祖母と公園に行き、偶然幼稚園の友達と会った。恭子はその友達と砂場で遊ぶ事にした。
祖母は仲良く遊ぶ孫達の姿を、公園のベンチに座って眺めていた。
恭子達は、砂場でおままごとをしていた。
そこへ、同じくらいの年頃の男の子達がやってきた。
男の子達は、その砂場に基地を作るから「どけ」と言った。
恭子は、私たちが遊んでるんだから向こうへ行って、と答えた。
男の子達はその言葉を無視し、執拗に砂場を譲るように凄んだ。

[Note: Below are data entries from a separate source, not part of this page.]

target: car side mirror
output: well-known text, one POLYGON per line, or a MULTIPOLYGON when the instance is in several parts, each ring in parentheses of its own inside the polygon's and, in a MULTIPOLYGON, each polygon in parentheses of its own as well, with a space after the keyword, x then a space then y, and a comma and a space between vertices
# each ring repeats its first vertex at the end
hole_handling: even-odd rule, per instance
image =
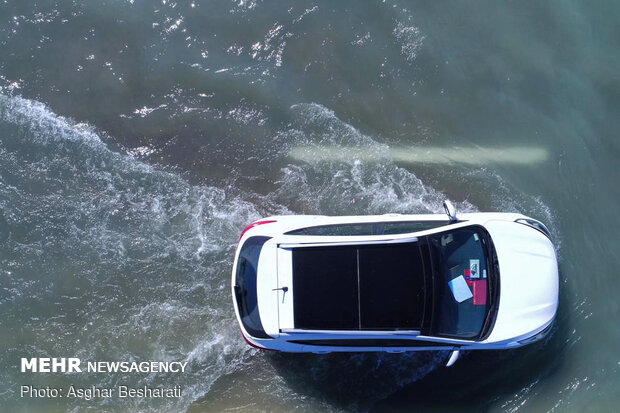
POLYGON ((456 218, 456 208, 454 208, 452 202, 447 199, 443 201, 443 210, 446 211, 446 215, 448 215, 450 222, 458 221, 458 219, 456 218))
POLYGON ((459 359, 460 354, 461 352, 459 350, 452 350, 452 353, 450 353, 450 358, 448 359, 448 362, 446 363, 446 367, 450 367, 454 363, 456 363, 456 361, 459 359))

結局口論となり、男の子の一人が恭子の友達を砂場に突き倒した。
なにするのよ! と叫ぶ恭子にも男の子の手が伸びた。
恭子は反射的に手を伸ばし、お互いの両手を掴み額を押し合う様な格好で力比べになった。
お互いの力は拮抗した。
恭子は怒りで血が脳へ逆流するのが判った。
こんな奴、死ねばいい。
そう思った瞬間だった。
「おやめ!!」
大人の手が、恭子の腕を掴んだ。
「それをしちゃあ、いかん!!」
その怒声に驚き、恭子は声の主を見た。
それは祖母だった。
これまでに見た事の無い鬼の様な形相。
眼をカッと見開き、唇を震わせている。
呼吸も荒い。
男の子達は、その気迫に押され、その場を去って行った。
恭子は祖母を見続けていた。
祖母の唇は僅かに開き、何かを言いたげだった。